Ashé is leading a collaboration of the New Orleans Data Center, Shift Collective, Helicon Collaborative, and Southern University at New Orleans in conducting a study with a cohort of local organizations to report on the role small museums and archives focused on preserving the histories and culture of marginalized people play in the welfare of their communities, the value they bring to their local cultural economy, and potential models for their financial sustainability. 

Because Ashé is committed to ensuring that the record of the shared cultural heritage of New Orleans and the African Diaspora becomes more inclusive and remains accessible, this research will focus on community-based archives that primarily serve or document marginalized people and communities, including LGBTQIA people, indigenous people, African Americans, Latinx people, immigrants of color, and victims of police violence and mass incarceration. 

These organizations who continue to collect and preserve histories of marginalized people and are recognized as essential threads of the cultural landscape, yet in cities like New Orleans, they receive only a tiny portion of financial support given to culture and arts organizations in the region.
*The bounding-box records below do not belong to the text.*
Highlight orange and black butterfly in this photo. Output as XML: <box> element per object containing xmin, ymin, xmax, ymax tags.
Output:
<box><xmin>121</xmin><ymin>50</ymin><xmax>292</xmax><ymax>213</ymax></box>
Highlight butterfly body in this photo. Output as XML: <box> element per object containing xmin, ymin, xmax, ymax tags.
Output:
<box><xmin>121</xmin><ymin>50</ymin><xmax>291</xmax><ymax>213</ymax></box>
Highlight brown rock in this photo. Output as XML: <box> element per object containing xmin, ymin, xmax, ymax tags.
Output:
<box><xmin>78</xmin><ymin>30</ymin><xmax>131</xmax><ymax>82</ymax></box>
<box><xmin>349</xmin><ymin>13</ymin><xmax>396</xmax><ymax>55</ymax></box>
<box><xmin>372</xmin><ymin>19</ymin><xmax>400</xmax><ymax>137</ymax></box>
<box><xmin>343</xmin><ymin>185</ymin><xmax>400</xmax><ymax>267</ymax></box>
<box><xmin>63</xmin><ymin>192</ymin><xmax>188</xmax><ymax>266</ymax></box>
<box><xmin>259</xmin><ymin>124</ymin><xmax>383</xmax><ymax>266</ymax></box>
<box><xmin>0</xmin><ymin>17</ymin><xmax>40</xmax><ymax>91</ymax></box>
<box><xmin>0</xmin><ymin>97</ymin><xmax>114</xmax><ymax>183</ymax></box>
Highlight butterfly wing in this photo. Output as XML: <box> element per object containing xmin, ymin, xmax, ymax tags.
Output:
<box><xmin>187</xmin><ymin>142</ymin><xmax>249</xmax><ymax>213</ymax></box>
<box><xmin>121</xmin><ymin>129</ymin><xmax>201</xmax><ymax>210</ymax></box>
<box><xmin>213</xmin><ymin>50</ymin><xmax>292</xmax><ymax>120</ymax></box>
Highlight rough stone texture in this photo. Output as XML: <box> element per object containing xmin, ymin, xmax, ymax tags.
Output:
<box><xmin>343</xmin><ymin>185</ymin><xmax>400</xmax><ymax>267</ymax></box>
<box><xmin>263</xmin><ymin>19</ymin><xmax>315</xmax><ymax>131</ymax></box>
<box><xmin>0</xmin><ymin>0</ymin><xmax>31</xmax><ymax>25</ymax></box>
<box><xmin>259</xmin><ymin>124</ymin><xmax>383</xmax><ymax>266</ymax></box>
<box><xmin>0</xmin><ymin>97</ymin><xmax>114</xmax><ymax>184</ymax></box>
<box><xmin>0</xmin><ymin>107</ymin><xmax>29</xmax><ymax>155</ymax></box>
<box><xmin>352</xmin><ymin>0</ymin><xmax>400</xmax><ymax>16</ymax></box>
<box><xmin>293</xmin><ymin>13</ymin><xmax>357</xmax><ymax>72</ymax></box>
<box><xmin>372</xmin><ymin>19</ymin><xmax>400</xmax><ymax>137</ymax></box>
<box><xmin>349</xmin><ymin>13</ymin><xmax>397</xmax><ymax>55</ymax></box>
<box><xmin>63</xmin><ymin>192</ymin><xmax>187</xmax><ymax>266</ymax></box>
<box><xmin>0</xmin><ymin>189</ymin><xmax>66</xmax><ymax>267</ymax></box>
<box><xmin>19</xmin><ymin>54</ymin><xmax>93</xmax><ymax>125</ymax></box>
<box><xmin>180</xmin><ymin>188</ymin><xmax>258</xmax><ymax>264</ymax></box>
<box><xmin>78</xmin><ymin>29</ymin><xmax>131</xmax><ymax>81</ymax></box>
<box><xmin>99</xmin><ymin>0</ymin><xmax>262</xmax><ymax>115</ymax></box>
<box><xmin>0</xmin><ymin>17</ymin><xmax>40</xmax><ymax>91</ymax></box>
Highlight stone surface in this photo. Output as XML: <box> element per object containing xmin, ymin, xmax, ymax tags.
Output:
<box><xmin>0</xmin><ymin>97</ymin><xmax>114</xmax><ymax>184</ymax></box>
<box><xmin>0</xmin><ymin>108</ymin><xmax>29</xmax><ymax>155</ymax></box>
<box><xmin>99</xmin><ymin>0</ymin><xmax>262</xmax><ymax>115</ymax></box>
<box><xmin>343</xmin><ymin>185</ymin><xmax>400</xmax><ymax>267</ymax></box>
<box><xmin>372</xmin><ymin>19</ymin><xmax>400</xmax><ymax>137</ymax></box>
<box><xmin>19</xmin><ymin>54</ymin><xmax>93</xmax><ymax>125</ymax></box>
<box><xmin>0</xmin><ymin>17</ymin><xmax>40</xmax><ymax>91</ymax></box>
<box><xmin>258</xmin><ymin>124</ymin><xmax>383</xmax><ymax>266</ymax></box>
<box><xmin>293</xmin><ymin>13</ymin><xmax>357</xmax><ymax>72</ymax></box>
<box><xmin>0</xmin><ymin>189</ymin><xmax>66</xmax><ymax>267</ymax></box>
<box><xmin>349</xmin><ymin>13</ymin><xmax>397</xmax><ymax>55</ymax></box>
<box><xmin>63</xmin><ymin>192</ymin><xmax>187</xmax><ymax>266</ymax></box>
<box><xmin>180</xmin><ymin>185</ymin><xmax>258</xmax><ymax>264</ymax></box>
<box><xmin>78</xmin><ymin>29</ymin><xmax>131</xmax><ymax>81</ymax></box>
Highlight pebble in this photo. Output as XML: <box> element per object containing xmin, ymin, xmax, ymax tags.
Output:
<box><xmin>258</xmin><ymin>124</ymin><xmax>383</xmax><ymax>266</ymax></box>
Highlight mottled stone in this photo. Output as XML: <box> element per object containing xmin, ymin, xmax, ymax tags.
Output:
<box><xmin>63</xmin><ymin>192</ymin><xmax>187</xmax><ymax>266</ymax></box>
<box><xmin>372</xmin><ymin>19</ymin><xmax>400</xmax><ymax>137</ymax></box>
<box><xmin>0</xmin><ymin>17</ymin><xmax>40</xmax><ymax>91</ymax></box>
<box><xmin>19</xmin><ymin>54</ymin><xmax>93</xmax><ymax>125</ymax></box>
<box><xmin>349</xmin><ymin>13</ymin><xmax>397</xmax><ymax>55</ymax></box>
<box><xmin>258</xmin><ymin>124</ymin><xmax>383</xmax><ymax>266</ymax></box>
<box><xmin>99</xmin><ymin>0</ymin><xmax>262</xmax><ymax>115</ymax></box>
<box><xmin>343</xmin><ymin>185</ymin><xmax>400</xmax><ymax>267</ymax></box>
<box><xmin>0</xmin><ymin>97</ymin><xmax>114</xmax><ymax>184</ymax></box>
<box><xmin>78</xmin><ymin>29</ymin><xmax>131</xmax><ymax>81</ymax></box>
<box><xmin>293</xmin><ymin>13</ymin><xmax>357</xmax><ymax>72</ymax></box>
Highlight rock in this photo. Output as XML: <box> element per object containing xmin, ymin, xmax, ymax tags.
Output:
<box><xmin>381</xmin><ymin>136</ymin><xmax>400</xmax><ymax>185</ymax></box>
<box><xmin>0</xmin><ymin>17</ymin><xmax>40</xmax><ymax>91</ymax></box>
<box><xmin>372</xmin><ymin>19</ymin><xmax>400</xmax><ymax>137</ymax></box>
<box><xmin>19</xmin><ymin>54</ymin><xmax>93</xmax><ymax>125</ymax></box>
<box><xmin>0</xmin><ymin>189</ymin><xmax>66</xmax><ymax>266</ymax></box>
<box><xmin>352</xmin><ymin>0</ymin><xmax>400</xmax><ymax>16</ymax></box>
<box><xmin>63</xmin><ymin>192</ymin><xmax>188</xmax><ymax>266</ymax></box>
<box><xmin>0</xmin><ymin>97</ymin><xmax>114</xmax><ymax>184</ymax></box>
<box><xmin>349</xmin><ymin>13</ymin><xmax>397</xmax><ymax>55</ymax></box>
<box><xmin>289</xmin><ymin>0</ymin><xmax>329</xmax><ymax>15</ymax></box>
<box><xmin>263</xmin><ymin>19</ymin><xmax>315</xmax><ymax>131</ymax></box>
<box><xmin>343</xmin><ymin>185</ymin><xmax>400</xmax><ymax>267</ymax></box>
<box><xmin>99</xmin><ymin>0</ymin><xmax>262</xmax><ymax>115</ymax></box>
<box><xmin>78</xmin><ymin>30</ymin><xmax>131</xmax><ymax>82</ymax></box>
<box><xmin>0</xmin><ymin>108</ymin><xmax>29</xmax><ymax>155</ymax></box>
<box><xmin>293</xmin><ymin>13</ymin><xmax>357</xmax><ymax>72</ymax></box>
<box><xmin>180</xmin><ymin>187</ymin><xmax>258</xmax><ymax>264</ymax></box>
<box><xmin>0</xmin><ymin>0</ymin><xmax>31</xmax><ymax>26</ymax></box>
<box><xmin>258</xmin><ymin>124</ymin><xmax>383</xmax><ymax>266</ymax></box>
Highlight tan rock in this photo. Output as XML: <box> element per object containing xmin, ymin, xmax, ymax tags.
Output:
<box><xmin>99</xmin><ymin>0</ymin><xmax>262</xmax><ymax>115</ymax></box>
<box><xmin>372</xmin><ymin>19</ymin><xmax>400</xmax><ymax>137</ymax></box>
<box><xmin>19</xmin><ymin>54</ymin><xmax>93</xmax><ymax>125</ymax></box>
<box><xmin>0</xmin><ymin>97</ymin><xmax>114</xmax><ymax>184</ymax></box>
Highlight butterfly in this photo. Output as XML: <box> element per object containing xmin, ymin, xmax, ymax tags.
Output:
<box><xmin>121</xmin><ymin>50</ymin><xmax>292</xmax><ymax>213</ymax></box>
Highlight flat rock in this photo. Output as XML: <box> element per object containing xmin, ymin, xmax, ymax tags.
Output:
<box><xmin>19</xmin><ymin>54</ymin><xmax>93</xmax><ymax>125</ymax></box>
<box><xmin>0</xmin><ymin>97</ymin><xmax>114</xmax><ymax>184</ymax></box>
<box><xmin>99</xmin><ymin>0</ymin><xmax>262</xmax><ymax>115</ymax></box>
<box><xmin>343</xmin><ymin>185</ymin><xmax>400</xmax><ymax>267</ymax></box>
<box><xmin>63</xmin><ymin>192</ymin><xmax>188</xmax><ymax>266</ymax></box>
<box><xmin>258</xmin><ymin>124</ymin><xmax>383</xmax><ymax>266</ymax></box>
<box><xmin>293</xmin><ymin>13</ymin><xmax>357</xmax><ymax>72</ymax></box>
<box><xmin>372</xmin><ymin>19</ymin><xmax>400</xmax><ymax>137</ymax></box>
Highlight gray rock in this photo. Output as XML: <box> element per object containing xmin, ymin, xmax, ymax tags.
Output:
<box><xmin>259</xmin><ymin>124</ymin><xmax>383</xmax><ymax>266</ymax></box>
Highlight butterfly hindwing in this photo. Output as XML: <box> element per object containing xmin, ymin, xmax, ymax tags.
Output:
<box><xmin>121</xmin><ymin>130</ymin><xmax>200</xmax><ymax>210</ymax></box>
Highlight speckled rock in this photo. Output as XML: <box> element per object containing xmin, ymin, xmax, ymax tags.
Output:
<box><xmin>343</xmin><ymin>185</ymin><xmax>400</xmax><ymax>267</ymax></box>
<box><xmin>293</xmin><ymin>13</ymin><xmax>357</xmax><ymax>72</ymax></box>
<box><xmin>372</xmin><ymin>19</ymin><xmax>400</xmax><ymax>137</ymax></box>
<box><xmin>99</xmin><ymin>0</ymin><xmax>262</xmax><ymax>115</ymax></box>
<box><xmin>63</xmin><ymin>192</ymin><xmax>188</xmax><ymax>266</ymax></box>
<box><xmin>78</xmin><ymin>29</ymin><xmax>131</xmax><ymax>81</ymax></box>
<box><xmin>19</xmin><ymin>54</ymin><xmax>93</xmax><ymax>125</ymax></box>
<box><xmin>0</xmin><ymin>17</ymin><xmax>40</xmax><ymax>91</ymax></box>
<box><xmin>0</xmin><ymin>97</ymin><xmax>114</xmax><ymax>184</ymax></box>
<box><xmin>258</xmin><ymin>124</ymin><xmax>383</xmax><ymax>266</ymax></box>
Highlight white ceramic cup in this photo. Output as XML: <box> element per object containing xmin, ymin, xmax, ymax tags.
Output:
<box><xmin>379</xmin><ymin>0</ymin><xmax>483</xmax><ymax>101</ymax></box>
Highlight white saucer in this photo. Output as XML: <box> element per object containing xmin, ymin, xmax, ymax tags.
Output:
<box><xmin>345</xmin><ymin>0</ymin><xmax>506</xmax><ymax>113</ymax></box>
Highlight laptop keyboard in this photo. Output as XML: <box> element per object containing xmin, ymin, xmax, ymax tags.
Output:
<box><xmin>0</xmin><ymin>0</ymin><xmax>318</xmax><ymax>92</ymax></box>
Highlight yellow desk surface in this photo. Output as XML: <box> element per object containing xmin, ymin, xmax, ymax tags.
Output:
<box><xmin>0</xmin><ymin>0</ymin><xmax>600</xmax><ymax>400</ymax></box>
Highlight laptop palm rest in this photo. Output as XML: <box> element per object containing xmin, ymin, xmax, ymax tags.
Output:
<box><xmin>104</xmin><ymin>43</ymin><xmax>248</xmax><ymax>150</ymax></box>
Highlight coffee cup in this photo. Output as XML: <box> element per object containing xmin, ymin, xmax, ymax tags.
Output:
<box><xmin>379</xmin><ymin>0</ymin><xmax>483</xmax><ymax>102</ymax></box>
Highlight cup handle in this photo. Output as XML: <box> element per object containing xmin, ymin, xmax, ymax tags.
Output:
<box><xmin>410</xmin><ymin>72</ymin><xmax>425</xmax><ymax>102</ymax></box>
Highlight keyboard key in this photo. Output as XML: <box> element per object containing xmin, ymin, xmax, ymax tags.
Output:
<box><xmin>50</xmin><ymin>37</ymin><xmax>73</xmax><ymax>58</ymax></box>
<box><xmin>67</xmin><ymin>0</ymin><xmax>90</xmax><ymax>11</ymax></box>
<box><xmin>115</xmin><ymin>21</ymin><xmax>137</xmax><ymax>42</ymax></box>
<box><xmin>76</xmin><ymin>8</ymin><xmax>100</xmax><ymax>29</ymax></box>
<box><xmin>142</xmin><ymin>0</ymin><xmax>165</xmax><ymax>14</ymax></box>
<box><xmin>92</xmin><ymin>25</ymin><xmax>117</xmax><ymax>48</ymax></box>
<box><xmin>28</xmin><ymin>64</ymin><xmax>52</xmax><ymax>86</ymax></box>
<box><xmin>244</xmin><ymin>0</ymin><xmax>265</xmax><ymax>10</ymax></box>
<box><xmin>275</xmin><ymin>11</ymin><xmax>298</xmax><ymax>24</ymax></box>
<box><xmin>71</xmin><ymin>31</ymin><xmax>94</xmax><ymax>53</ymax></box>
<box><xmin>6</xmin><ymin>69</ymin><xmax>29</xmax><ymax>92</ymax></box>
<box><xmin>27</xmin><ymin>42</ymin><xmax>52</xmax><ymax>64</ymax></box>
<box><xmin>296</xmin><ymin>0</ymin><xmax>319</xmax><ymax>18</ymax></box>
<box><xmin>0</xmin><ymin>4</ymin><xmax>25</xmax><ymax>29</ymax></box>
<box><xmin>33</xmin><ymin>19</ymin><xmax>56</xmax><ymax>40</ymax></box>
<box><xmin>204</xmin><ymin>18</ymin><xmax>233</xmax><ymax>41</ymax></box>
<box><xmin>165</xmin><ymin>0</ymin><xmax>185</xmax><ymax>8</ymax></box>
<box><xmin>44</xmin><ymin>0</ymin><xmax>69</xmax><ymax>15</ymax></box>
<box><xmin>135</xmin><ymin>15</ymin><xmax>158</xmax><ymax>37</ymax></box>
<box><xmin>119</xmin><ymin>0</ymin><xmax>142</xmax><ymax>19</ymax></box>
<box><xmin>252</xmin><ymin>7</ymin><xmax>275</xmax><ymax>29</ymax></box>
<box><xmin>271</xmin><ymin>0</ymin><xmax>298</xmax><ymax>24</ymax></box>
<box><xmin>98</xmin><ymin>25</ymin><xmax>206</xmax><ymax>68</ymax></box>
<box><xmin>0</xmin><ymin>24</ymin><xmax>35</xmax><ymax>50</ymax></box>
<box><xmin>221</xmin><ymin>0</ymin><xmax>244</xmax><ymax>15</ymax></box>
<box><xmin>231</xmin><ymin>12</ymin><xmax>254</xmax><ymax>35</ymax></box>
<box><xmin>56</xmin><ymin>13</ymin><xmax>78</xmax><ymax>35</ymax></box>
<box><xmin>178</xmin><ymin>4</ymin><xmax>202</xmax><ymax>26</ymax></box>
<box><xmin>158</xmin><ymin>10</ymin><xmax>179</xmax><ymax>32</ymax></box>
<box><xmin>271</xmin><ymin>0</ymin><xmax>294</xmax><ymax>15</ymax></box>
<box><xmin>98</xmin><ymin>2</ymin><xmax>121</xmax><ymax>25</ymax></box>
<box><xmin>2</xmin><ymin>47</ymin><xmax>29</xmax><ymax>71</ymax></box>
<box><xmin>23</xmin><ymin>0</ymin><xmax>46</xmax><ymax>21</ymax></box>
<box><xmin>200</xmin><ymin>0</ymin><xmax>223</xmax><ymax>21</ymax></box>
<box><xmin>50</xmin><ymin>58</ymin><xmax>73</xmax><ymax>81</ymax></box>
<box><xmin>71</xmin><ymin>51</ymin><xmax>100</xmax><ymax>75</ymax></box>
This inequity is typical of the cultural funding landscape in the United States, in which some of these organizations have found ways to thrive, while others barely keep the doors open with volunteer staff, individual donations and memberships.

While people of color represent 37 percent of the US population, just 4% of all foundation arts and culture funding is allocated to groups whose primary mission is to serve communities of color. Even though there is recognition of this inequity among public and private donors, and many are working to address it, the funding is in fact growing less equitable. While major institutions reach for ways to embrace diversity and inclusion, we are focusing on our institutions in marginalized communities that are serving the cultural needs of our diverse American population now. We believe that better understanding the inequity in funding along with identifying successful models like Sustainable Tourism, that can be policy-based—regulated and replicated—is the best way toward survival.